DEDICATED TO MY BELOVED FATHER, DAVID L. OSBORN
How My Great World Flute Adventure Got Started
This website is dedicated to my beloved father, David L. Osborn, for a very special reason: He was the one who got me started on my great world flute adventure. My mother was the more musically inclined of my two parents; she had a good voice, and sang in a number of choirs. My father, on the other hand, couldn’t carry a tune to save his life! But one thing he could do was blow on beer bottles – and when I was only four years old, he taught me how to get virtually every sound possible out of an empty beer bottle, overblowing on it to get all the overtones or partials. After that, playing flutes was something that came naturally to me, as they say that whatever you learn that early on in life stays with you forever, and can never be taken from you. I don’t know if you believe in reincarnation and past lives, but I have definitely had experiences playing world flutes that have led me to believe that I have been a flutist in many past lifetimes – and my dad was merely the one who initiated me as a flutist in this life.
My father was a career diplomat and ambassador, and his work took us all over the world as a family. I spent many of my formative years, which were very crucial for me in my musical development, in Japan – in fact, I was born there, in Tokyo. I was naturally drawn to the flute, and taught myself to play the silver flute well enough to play it in my high school’s concert band. It was also in high school that I got started on the Shakuhachi when my servants gave me a cheap Shakuhachi as a Christmas present. Heck – right down the hill from where we lived was a big bamboo warehouse, and the temptation to go down there to buy some bamboo and start tinkering with it to make flutes was absolutely irresistible.
I remember the very first bamboo flute I made – it was an open, end-blown flute like the Shakuhachi, but it was of my own spontaneous and original design. I remember that I had a particularly ingenious solution for finding out where to put the finger holes: I got a bucket full of water and put the foot or lower end of the flute right down on the water’s surface, so a seal was formed, then I played the note that resulted; then, I started sliding the flute deeper into the water, bit by bit, until its pitch rose by a full step, and marked the spot. That’s where I put the first finger hole, to produce the “Re” to the fundamental “Do” – and then I extrapolated or “guesstimated” the subsequent finger hole positions from there.

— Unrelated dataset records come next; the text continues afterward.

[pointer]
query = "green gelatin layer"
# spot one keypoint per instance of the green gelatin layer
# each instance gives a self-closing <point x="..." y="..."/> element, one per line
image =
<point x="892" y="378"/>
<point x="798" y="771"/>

After I had taken up the flute, my dad took me aside one evening and confided to me that he had always loved the soothing, peaceful sound of the flute, a sound that was so close to Nature. He also confided to me that, if he had been gifted with musical ability, he would certainly have decided to take up the flute like I did. Everyone loved my dad, and my sister once remarked, after my father’s passing, that he was “everyone’s favorite person”. Dad had a deep, abiding love for learning all he could about other nations, peoples and cultures – he was a lifelong student of Life. Visiting Japanese dignitaries would often tell us how my father really connected with the “kokoro” or heart and soul of Japanese life and culture. Indeed, that was dad’s way – he was a bridge builder, and a lover of life, and in this, I have tried my best to follow his inspiration and example. It is with great love and respect that I dedicate this website to the great guy who started it all – my dear, beloved father, David L. Osborn.